Hacker News new | ask | show | jobs
by StreamBright 2338 days ago
I have created a simple workflow using AWS Lambda + Kinesis + S3 to track our customers and not to have any 3rd party dependency. It took roughly 2 weeks but it is worth it since do not leak customer data and we have much tighter control over what we collect (no PII except the source ip that gets hashed in the process).
2 comments

FYI, if your setup relies on API Gateway, you probably could use VTL / Mapping Templates to directly send from API Gateway to Kinesis and skip the lambda altogether, like some do for dynamodb

See https://hackernoon.com/serverless-and-lambdaless-scalable-cr... And https://aws.amazon.com/blogs/compute/using-amazon-api-gatewa...

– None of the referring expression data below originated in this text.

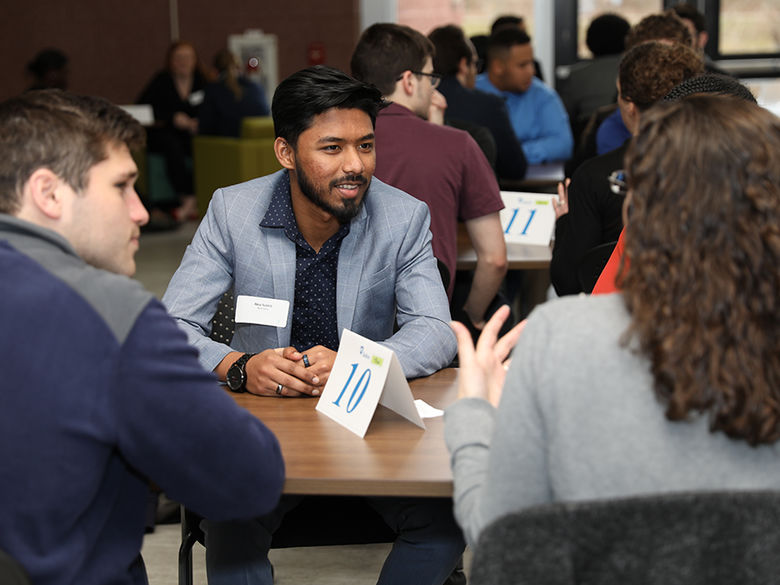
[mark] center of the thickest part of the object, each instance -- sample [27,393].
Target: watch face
[235,377]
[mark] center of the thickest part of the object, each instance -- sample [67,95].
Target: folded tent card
[527,218]
[364,375]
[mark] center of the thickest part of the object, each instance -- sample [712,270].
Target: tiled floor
[156,261]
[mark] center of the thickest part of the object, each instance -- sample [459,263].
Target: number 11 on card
[514,216]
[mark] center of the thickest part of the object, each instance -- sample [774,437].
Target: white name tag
[262,311]
[365,374]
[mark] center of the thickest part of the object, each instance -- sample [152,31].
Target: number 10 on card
[365,374]
[353,402]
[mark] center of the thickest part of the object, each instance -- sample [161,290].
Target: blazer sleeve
[424,342]
[204,275]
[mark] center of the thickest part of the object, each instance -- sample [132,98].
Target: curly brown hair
[650,70]
[703,251]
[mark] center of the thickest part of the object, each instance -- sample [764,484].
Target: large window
[480,14]
[748,27]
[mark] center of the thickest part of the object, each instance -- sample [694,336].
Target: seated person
[708,83]
[647,73]
[230,99]
[513,21]
[439,165]
[537,114]
[342,250]
[669,386]
[666,27]
[175,94]
[101,392]
[456,60]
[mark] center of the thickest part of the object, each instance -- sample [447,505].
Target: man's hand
[483,369]
[270,373]
[317,359]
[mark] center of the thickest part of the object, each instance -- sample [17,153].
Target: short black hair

Woo thanks! I did not know it. I might re-architect the workflow to have this.
> I have created a simple workflow using AWS Lambda + Kinesis + S3 to track our customers and not to have any 3rd party dependency.

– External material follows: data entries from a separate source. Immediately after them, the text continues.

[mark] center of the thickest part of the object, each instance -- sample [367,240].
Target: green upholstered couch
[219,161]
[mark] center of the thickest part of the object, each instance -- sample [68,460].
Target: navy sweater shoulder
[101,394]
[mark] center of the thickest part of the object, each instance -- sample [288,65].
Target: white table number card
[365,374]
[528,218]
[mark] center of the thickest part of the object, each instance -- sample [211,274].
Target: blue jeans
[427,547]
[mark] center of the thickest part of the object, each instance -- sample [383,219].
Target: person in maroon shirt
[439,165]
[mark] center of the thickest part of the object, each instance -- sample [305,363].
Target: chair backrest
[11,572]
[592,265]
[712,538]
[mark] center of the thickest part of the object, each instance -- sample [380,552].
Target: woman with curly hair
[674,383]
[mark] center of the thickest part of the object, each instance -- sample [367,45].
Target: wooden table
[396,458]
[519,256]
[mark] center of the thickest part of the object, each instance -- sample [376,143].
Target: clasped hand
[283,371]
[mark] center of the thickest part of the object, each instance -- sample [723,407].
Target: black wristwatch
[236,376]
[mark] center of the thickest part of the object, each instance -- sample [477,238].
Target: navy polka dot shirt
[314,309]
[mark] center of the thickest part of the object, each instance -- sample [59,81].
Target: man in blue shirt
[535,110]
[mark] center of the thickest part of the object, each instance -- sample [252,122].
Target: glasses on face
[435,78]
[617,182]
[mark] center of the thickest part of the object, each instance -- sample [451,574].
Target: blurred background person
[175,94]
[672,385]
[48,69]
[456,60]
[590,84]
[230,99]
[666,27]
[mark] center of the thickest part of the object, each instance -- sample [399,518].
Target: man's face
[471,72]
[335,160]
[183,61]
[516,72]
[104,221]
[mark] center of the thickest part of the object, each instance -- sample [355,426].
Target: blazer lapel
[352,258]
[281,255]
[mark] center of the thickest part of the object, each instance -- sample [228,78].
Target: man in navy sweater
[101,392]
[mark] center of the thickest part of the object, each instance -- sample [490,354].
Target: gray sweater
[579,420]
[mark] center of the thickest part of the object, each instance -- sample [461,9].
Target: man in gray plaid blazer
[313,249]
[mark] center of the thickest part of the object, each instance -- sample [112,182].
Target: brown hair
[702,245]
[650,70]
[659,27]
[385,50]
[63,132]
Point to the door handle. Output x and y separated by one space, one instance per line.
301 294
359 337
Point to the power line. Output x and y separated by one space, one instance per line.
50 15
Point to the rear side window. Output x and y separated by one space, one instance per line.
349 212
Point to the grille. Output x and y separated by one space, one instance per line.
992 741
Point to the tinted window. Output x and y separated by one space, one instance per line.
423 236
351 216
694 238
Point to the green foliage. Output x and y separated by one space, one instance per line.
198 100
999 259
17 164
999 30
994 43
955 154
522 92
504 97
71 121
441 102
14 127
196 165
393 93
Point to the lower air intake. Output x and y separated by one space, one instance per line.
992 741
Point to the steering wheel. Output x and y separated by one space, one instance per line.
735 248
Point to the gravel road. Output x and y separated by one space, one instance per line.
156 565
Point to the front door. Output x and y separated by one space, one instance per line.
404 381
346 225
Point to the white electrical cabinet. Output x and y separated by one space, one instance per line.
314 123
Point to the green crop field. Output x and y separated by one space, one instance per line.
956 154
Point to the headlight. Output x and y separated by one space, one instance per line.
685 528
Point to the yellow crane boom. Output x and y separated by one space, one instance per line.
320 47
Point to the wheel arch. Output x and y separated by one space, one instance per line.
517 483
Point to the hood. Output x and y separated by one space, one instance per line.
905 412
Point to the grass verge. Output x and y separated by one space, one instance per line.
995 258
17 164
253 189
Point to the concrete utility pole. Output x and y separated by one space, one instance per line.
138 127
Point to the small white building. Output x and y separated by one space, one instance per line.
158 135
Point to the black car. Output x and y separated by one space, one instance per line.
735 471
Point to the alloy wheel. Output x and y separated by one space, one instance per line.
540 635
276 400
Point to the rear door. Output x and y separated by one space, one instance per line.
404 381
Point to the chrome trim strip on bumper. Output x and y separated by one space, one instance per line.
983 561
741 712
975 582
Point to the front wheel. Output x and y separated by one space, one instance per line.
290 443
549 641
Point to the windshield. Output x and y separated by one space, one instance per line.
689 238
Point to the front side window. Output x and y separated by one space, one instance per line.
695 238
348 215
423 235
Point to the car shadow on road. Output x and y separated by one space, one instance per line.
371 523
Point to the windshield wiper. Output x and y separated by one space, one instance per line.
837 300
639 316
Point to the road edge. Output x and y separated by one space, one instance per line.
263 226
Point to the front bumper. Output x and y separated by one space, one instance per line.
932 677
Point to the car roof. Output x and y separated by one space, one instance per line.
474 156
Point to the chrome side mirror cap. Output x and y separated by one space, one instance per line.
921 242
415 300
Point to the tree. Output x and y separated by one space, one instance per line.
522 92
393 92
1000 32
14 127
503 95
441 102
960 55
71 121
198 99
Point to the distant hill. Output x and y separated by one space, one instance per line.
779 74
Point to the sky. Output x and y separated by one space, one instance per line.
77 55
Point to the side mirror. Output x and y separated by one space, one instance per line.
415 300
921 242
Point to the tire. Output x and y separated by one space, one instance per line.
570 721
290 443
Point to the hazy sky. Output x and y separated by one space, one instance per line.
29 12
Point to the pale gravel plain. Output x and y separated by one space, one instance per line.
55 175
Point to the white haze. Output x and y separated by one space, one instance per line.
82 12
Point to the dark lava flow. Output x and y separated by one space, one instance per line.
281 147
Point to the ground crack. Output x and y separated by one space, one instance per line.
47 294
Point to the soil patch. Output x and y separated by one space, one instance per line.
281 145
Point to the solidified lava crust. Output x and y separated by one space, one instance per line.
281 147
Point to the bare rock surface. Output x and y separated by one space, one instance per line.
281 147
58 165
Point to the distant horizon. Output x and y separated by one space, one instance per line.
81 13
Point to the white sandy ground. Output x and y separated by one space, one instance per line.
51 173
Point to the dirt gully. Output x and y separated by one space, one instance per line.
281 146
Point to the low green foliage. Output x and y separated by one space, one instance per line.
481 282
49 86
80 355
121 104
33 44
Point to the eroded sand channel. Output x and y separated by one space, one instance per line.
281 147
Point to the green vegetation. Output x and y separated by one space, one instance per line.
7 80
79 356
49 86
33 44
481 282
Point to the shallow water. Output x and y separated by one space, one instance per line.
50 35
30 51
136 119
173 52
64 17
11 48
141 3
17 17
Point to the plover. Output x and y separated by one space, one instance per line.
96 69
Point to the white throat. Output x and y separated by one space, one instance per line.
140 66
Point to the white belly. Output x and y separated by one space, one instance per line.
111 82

Except for each of the 3 components you listed that make up your system. They are 3rd party dependencies,

Everything is a 3rd party dependency then. The only way to not have a 3rd party dependency is to build your own infrastructure and use open source solutions (and even with OS you're still dependent).

I think OP was clearly referring to a self-managed solution as opposed to a set of 3rd party services like GA, Segment, etc, where the flow of data is out for your control.

I meant no 3rd party dependency on storing customer data that requires extra legal work in GDPR land. Maybe we need to include AWS in that though. I need to look into it how cloud vendors are 3rd party in that sense. Is there a difference between Google Analytics vs. storing data on S3 even if we do not collect PII?